Does the name John A. Mann ring a bell? Maybe not, but that was the original name of one of Ghana’s famous guitarists.
He played with Moses Kweku Oppong in the Kakaikus Guitar Band in the early 60s. He became the ‘total king of highlife’ in 1971, when he released the record ‘Nimpa Rebre’ with vocals by Pat Thomas. Like Saul in the Bible whose name God changed to Paul, John Anthony Mann told Joy FM's Jefferson Sackey that he heard the voice of God and had his name changed to C.K. Mann.
Inside his three bedroom house, a number of local and international awards were displayed. For him the days of Jet setting and performing for presidents and prime ministers maybe over but his link to Takoradi, the city that brought him up will never depart.
Known for blending African authentic music with European influences, C.K. Mann said he was inspired by Latin American music and created a style of his own.

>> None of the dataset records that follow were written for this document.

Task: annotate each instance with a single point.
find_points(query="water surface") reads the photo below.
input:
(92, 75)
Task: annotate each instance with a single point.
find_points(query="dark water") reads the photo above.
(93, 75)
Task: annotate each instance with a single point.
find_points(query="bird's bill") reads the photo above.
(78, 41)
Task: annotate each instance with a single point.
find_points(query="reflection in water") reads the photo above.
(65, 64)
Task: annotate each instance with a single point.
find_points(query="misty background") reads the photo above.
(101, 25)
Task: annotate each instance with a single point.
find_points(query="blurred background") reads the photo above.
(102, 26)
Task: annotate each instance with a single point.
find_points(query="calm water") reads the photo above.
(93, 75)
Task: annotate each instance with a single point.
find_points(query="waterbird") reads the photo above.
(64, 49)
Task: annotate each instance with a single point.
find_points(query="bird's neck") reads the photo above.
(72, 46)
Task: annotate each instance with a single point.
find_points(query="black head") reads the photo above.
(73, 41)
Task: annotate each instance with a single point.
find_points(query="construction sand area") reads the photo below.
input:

C.K. Mann became known as a virtuous guitar player in Ghana when he played with Moses Kweku Oppong in the Kakaikus Guitar Band in the early 60’s. He later became leader of the band Ocean’s Strings until 1966.
He formed the group Caroussel 7 on invitation of the owner of the Club ‘Princess’, Anis Moubaratk, and played as resident artist with Caroussel Ago-go Takoradi.

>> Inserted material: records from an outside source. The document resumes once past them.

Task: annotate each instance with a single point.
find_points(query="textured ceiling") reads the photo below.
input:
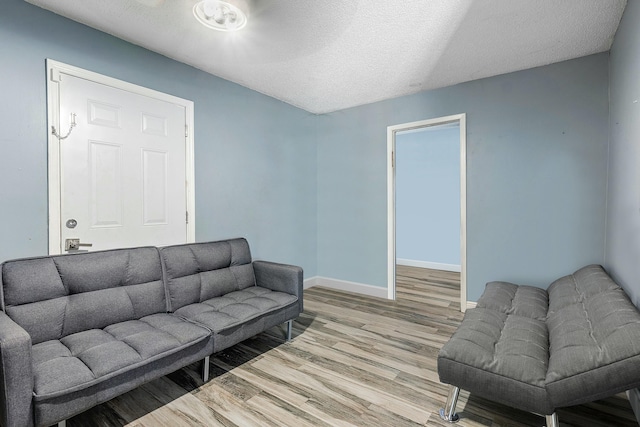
(327, 55)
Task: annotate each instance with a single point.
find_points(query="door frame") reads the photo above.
(55, 72)
(461, 119)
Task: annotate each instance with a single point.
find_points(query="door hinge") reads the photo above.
(55, 75)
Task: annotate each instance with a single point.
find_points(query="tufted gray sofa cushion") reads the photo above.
(500, 349)
(52, 297)
(594, 332)
(96, 325)
(538, 350)
(214, 284)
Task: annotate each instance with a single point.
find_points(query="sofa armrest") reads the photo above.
(16, 375)
(280, 278)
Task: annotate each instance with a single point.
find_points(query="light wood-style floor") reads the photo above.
(354, 361)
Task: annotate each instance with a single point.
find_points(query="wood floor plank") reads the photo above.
(354, 361)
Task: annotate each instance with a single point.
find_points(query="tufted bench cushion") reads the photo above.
(97, 326)
(502, 342)
(538, 350)
(594, 332)
(214, 284)
(86, 358)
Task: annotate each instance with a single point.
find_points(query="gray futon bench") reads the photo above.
(538, 350)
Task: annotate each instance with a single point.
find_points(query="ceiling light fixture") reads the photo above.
(228, 15)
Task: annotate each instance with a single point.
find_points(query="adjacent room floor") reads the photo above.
(354, 361)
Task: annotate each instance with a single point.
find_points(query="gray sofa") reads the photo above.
(77, 330)
(538, 350)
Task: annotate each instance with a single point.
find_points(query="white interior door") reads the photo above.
(122, 168)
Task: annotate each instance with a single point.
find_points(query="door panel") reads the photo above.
(122, 167)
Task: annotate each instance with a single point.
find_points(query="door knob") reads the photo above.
(74, 244)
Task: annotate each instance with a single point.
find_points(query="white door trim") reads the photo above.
(55, 72)
(391, 200)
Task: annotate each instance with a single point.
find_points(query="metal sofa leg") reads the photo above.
(289, 328)
(205, 369)
(552, 420)
(448, 413)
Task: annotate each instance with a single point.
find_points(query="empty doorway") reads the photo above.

He scored a hit with the single ‘Edina Benya’ in 1969. He became the ‘total king of highlife ‘ in Ghana in 1971, when he released the record ‘Nimpa Rebre’, with vocals of Pat Thomas and Kofi Yankwon.
C.K. Mann is one of a kind in the early days of Ghanaian Funky Highlife. Even at age 73, he has a strong sense of humor. That mysterious encounter he experienced in his early twenties - which led to his name change has been the secrete to his success.
Today he has established the C.K. Mann Child Foundation where he helps needy children in school.